LE VERITABLE ART DU XXIe SIECLE

J’ai essayé de montrer il y a près de deux ans (1) que le véritable art du XXe siècle – et sans doute plus encore du XXIe siècle – aura été et sera l’art qui se place au service des hommes, et qu’à ce compte les architectes y prennent la plus grande part. Le malheur de l’art, depuis environ deux siècles, est de s’être progressivement détaché de toute transcendance et de toute volonté de faire sens. L’art pour l’art a certainement pu procurer des jouissances raffinées à des esthètes distingués, mais il s’est progressivement coupé de la masse des hommes. Le temps des cathédrales auxquelles participaient des communautés humaines entières, soudées dans la même foi et la même admiration, est décidément bien lointain. Mais il n’est pas nécessaire de donner dans la nostalgie : en même temps que nous assistons aux errements où a conduit la séparation entre l’art et le public – et que ne contredisent en rien ni le succès des musées et des expositions ni les prix élevés du marché de l’art comme l’indique Philippe Sollers – apparaissent de nouveaux artistes (architectes et plasticiens) qui ont compris qu’il faut intervenir dans la cité des hommes au service de ces derniers. Pour les aider à quoi ? demandera le lecteur sceptique. Je le renverrai à la typologie en forme de verbes illustrée de nombreux exemples que j’ai proposée (habiter, produire, négocier, échanger, connaître, témoigner, communier, croire). Les Pei et les Portzamparc sont bien les artistes contemporains capables d’intervenir " au-dessus de la mêlée " (mais aussi Jean Nouvel, Richard Meier, Norman Foster et tant d’autres parmi les architectes ; mais aussi les artistes travaillant in situ, par exemple Jochen Gerz et, pour les très jeunes ayant compris ce que leur temps attend d’eux, Amélie Chabannes à qui est consacré le dossier du présent numéro de Verso).

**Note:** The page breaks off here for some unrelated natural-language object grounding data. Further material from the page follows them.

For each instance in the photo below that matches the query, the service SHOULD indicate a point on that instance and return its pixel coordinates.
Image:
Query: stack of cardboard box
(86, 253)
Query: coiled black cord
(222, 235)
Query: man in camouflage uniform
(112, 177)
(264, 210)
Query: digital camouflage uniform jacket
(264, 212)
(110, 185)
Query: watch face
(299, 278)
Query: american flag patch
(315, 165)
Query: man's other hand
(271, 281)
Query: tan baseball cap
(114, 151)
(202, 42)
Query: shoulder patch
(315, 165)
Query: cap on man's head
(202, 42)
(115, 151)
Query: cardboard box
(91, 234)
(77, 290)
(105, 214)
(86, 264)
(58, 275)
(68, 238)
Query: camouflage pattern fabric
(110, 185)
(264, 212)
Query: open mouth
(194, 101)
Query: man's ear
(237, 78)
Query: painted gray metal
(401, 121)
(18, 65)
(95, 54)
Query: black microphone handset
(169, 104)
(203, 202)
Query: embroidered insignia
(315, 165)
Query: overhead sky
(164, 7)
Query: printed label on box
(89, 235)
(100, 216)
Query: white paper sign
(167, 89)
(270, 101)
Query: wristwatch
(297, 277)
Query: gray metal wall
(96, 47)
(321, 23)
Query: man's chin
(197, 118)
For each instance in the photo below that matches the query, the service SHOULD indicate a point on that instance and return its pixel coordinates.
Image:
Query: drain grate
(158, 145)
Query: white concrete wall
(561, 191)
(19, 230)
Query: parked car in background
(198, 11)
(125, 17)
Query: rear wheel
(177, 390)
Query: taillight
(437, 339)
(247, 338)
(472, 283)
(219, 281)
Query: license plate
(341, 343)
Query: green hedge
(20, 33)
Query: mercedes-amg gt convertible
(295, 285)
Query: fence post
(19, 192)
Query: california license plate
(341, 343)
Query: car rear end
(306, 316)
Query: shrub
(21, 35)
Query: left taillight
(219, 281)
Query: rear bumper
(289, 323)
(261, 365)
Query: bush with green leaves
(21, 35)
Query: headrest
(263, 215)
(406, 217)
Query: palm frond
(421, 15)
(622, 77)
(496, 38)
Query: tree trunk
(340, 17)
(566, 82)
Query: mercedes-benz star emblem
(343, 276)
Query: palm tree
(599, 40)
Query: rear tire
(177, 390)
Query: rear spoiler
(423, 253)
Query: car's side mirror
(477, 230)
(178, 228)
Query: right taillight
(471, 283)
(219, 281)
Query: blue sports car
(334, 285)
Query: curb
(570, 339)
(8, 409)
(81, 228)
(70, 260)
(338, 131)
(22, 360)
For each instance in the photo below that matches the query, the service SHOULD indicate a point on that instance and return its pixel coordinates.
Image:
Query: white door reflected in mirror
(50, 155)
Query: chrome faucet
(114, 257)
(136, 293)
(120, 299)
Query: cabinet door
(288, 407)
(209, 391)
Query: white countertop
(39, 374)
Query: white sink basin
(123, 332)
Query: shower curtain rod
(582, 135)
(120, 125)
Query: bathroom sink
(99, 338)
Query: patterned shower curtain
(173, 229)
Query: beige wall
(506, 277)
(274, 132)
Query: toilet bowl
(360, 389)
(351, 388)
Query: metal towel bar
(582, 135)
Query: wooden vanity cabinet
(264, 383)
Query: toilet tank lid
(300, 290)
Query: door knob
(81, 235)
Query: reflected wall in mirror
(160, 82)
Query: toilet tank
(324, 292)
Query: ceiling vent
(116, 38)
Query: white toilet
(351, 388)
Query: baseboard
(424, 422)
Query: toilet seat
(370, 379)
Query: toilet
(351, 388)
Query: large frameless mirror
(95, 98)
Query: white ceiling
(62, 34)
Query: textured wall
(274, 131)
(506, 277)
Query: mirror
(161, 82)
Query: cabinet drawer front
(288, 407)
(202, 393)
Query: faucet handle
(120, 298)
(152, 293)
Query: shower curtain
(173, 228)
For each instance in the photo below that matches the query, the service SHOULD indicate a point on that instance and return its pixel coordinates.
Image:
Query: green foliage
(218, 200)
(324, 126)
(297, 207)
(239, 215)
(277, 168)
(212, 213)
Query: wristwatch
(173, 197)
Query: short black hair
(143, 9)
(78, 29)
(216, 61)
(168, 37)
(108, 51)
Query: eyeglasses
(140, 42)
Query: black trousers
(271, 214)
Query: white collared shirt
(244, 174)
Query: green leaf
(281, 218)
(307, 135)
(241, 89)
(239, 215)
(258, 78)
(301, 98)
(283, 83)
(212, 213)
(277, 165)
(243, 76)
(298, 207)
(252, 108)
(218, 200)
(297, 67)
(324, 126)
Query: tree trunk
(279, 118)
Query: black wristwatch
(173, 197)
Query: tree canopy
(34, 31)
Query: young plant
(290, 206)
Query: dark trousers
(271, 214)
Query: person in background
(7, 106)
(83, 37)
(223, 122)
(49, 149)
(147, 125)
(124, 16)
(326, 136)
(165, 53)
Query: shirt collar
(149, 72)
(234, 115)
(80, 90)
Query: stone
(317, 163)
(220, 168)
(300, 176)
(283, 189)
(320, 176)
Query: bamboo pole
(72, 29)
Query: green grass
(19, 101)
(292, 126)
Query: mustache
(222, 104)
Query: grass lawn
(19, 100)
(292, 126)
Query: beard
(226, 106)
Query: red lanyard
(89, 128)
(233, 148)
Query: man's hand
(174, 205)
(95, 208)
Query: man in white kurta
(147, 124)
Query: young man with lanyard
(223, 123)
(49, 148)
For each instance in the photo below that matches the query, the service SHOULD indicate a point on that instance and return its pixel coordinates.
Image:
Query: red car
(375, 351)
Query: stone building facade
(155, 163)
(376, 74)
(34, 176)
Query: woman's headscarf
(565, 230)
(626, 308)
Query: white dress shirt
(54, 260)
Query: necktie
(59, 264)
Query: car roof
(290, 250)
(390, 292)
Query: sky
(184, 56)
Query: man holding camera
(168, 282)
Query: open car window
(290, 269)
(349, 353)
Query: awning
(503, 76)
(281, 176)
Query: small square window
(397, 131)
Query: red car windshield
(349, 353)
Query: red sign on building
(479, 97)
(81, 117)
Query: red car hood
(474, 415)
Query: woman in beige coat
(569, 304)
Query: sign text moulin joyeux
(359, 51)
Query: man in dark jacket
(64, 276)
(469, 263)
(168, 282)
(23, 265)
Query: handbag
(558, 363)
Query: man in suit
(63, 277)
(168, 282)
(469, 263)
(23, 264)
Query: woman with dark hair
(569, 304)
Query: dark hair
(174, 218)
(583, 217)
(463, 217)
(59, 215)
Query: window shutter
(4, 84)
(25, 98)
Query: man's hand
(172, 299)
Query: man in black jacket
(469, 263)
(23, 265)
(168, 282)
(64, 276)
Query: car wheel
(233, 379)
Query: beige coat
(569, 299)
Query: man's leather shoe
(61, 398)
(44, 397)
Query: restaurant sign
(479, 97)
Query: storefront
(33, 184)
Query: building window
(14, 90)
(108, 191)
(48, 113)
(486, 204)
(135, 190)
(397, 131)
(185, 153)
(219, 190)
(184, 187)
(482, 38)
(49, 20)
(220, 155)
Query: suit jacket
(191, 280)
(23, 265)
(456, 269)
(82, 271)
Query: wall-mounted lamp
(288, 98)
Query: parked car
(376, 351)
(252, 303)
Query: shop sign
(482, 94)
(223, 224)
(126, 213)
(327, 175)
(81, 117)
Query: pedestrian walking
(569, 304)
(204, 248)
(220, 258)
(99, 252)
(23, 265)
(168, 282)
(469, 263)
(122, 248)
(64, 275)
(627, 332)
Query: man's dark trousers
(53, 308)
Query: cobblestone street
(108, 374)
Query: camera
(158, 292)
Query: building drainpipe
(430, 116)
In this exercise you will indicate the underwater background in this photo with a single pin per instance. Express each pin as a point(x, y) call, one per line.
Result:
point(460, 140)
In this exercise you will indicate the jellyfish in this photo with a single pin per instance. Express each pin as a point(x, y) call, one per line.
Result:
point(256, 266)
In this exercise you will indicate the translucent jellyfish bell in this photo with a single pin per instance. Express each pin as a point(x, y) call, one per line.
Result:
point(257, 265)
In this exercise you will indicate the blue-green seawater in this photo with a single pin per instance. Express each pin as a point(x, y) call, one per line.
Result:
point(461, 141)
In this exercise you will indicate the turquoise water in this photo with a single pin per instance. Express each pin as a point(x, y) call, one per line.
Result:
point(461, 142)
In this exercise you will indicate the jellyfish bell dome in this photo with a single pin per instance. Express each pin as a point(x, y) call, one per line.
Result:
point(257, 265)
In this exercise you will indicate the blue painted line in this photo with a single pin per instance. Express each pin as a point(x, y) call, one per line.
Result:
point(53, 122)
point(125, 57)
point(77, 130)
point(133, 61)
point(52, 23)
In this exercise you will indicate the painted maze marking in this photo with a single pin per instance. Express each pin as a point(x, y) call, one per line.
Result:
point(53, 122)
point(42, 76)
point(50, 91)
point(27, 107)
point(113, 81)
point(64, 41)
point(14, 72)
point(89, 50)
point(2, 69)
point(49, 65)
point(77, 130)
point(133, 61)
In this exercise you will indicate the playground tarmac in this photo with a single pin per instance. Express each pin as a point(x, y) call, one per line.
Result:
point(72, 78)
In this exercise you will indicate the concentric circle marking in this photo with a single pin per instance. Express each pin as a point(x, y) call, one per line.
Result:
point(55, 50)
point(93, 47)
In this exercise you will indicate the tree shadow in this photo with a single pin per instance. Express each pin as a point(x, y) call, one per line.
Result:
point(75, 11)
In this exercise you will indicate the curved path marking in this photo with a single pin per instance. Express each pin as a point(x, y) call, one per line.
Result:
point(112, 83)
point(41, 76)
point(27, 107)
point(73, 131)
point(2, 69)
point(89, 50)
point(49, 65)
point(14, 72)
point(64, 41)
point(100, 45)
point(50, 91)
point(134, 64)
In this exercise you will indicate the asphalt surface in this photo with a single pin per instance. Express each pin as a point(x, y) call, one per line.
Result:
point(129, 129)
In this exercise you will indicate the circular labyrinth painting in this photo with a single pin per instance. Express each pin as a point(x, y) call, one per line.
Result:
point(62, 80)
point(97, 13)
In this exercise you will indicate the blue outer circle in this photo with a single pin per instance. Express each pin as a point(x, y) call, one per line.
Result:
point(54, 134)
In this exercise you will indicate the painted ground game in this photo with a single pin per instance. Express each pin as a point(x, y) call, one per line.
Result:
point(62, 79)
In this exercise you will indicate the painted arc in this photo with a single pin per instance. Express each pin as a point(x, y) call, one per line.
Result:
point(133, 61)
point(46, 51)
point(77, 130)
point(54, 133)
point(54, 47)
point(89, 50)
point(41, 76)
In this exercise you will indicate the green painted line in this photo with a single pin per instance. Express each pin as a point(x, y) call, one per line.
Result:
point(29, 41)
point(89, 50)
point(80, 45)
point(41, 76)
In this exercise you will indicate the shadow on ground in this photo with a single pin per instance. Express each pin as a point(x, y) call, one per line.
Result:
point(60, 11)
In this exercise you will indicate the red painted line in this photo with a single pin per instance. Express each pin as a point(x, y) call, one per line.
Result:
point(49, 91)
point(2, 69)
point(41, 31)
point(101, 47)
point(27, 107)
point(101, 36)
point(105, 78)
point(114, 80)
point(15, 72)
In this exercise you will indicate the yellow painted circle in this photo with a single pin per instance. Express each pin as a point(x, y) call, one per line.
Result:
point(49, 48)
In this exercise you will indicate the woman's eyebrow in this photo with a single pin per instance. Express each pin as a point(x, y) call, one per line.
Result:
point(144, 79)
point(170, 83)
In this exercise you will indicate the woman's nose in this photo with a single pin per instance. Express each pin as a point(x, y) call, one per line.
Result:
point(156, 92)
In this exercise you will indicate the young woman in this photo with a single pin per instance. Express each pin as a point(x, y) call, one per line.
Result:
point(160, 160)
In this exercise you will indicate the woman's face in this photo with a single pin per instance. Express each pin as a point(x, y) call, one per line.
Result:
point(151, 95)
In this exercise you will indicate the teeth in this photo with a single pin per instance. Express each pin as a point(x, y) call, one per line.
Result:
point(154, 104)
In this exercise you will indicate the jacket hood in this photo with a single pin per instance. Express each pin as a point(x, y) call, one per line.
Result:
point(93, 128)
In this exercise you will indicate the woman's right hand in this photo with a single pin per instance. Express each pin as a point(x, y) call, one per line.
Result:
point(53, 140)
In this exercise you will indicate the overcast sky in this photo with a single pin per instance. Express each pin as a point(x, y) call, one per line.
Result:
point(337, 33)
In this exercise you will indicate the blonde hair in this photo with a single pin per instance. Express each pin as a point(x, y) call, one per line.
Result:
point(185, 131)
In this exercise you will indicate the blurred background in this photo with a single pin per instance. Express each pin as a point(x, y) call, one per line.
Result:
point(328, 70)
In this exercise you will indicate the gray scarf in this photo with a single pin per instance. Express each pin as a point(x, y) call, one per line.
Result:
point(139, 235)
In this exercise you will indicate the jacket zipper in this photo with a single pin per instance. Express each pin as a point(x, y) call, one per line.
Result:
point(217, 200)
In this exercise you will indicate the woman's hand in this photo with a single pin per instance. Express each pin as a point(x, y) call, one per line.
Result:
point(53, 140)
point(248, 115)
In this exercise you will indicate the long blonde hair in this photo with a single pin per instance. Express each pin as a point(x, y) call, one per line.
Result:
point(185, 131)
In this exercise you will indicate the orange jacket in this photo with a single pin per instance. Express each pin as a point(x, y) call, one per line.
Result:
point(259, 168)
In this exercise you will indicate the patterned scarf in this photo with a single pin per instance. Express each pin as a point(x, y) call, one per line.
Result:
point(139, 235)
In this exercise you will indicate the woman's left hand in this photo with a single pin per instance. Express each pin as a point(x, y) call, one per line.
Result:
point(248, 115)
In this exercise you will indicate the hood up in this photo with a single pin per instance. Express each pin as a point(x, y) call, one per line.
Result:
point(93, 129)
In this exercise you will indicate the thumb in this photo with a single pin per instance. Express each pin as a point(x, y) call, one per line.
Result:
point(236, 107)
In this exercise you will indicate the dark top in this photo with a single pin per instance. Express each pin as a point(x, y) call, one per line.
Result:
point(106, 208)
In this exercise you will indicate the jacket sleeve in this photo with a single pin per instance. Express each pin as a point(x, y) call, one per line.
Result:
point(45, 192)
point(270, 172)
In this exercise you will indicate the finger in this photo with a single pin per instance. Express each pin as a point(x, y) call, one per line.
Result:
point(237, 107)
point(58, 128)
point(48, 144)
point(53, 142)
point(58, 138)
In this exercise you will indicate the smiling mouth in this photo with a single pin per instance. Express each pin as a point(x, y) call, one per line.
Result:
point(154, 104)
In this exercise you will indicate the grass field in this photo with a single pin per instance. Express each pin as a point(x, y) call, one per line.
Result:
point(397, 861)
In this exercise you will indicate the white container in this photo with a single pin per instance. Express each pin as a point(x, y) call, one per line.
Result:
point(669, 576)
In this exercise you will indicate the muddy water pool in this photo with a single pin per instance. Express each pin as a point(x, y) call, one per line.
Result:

LA BIENNALE DE VENISE A COTE DE LA PLAQUE

Mais les autres artistes, ceux qui nous sont présentés par les institutions, ou les Biennales de Lyon et Venise par exemple, pour s’en tenir aux deux plus importants évènements récents ? A Lyon, n’étaient présents que des adeptes de la vidéo distillant pas mal d’ennui. A Venise, on a vu essentiellement de la vidéo aussi, et des installations : parfois du très bon dans le genre, mais aussi du très mauvais (très bons : Pierre Huyghe et les artistes repérés par Thierry Laurent dans ce numéro. Très mauvais : la prétentieuse animation de la place Saint Marc par Fabrizio Plessi, par exemple, qui occupait les quinze fenêtres du musée Correr avec une vidéo-couleur criarde sur le thème de l’eau et du feu. Cet artiste a-t-il vu la proposition de Bill Viola sur le même thème à Avignon l’an dernier (chapelle du Palais des Papes), où l’effet de beauté était saisissant ? Si oui, pourquoi ce minable remake ? Si non, que d’incompétence de la part du responsable qui a sélectionné Plessi ! Ce responsable, ce pourrait être en l’occurrence Harald Szeemann dont on a beaucoup dit qu’il s’était un peu fatigué depuis la Biennale 1997. Le problème, en fait, n’est pas de savoir si le " Plateau de l’humanité " et ses annexes était une bonne ou une mauvaise exposition. S’il s’agissait de montrer à la foule parcourant l’Arsenal et d’autres lieux qu’est-ce que le meilleur de l’art de notre temps, on était évidemment à côté de la question. Mais s’il s’agissait de recenser des exemples significatifs des artistes aujourd’hui enfermés dans le conformisme du non-sens et du dérisoire, alors c’était parfaitement réussi.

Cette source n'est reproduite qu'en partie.